Is there any way to query all human chip-seq data for transcription factor binding to a specific gene promoter. I would like to create a map of TFs that bind to a specific chromosomal region corresponding to the promoter of my gene of interest. For example, chip seq has been done for the VDR, STAT, CREB etc. How do I determine if VDR or these other factors are bound to the promoter of my gene of interest from chip seq data. I would like to use in silico cis-element predictors along with Chip-seq data to help us narrow functional TF-binding in the promoter. We would then confirm these sites with our own Chip analysis in the mouse models.

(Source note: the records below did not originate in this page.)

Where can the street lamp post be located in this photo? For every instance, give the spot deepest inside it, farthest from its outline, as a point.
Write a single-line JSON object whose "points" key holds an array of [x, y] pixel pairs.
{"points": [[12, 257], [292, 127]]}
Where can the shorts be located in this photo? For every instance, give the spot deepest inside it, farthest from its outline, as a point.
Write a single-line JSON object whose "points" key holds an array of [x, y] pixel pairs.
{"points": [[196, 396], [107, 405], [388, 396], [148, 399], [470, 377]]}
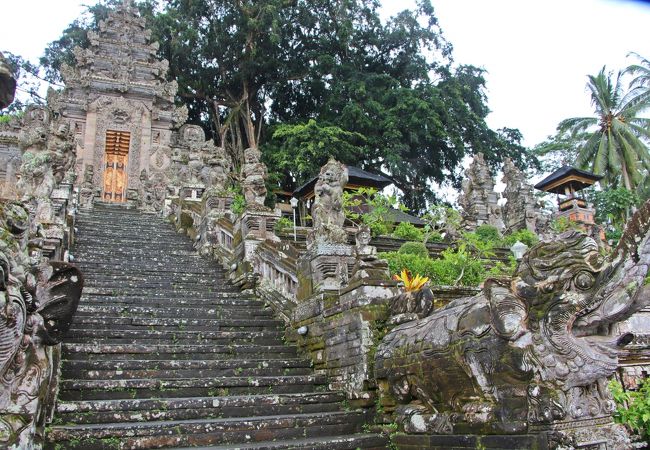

This may be overkill since you're only interested in one gene. If you have a bunch of BED files, one for each ChIP-seq experiment, you could put the appropriate TF name in the 4th column of a file, and use bedmap to map this information over to your region of interest. Example:
// in creb.bed chr1 4012 4103 CREB chr1 5500 5750 CREB ... chrY 3100000 3100050 CREB // in stat1.bed chr1 500 625 STAT1 ... // similar files, one for every other TF
Define your region of interest in a BED file. Say you are looking at the CTCF gene.
// in myfave.bed chr16 67596110 67596310 CTCF +
bedops -u creb1.bed stat1.bed ... | bedmap --echo --echo-map-id myfave.bed - > answer.bed
where you pass all/any number of TF files to the first bedops command. The bedmap command tells you which TFs are in your region of interest. If you only want distinct TFs (so that, for example, STAT1 doesn't show up 5 times), replace --echo-map-id with --echo-map-id-uniq. The output file would look something like:
// in answer.bed chr16 67596310 67673088 CTCF +|STAT1;VDR
where the stuff after the '|' symbol includes the TF information you want (all separated by semicolons). Keep in mind that you can put as many rows as you want in myfave.bed so this approach scales as needed. The only other requirement is that all of these BED files be properly sorted.
The bedmap program has other useful things it can report (all in one pass of the data) - perhaps you want the binding sites themselves and not just the IDs (see --echo-map). There are also multiple ways to specify what it means for an element to lay within your region of interest (ie; should a peak call have at least 50% of its genomic length lying inside what you define to be the promoter region? See --fraction-map and related overlap constraint options).